Most years, the revisions are so minor they do not warrant much of an adjustment in my thinking. This year is different for two reasons. First, the revisions on net were negative for total industrial production in the United States. For the 2015-2017 period, the current data show rates of change that are 0.4 to 0.7 percentage points lower in each year than were originally reported.
This means that total U.S. industrial production levels actually declined in 2015 and 2016 before turning positive again in 2017. This is a mild surprise to me. I knew the growth rates slowed, but I did not think they were negative and that the U.S. industrial sector was in a prolonged period of contraction in those years.
This change set me up for a second and even bigger surprise when I compared it to the changes in the data from the plastics industry. According to the revisions, the rates of change for U.S. output of plastics products in the past few years were stronger than were originally reported. And not just a little stronger, but by one to 2 full percentage points stronger each of the past three years.
As the chart now indicates, the output levels for the U.S. plastics industry climbed steadily higher for the past four years. In light of this new data, I have lowered my forecast for the rate of growth for the plastics industry in 2018 to 3 percent (previously 3.5 percent).
Now make sure you follow my logic here. The moderately slower pace of growth that I now expect for 2018 comes off a much stronger base in 2017. Thus, the actual output level for plastics products by the end of the year is a bit higher than it was in my original forecast.
This may not sound like much of an adjustment, but it means that the rate of growth does not need to accelerate to hit my target, it just needs to stay consistent. I am much more comfortable with long-term growth that is consistent and reliable than I am with volatility. I can find plenty of opportunities for an adrenaline rush somewhere else. When it comes to long-term business plans and industry forecasts, I will take reliable and steady every time.
By the way, next month marks the ninth anniversary of the end of the Great Recession for the plastics industry. The low point was hit in May 2009, and it would take several more quarters of rising output before any of us actually felt that the recession was over. If we can sustain average annual growth of 3 percent per year, then the output levels of plastics products in the United States will get back to the all-time, pre-recession highs (which were hit in March 2006) in the first quarter of 2020.
The data measuring capacity utilization rates for the plastics industry also have been shifted upward for this time period. All of this means that the plastics industry was performing at a significantly higher level than was originally reflected in the best and most reliable data that was available at the time. This data is not only of interest to plastics processors, but also to the machinery and materials manufacturers that supply them.

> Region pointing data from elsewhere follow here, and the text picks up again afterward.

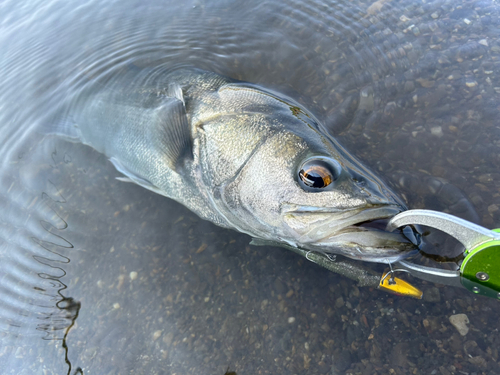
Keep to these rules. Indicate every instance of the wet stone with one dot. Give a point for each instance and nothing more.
(460, 322)
(432, 295)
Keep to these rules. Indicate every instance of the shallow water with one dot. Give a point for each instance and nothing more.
(98, 276)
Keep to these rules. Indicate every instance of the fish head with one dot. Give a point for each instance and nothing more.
(298, 186)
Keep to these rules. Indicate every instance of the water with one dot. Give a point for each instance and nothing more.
(102, 277)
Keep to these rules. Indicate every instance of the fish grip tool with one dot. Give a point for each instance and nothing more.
(479, 272)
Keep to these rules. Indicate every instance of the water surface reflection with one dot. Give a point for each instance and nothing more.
(109, 278)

These revisions to the production and capacity utilization data for processors go a long way toward improving my understanding of the recent trends in all sectors of the plastics industry.
I will admit that revisions to historical data are backward looking and it is hard to get too excited about something that you cannot do anything about anyway. But historical data are a useful tool for understanding what is happening in the market right now. And a better understanding of the market dynamics in the present moment improves the chances of successfully anticipating what will happen in the future. To be successful in business, you don't need a perfect prediction of what will happen in 10 years or five years or even one year. You just need to improve your odds of understanding what will happen in the next quarter.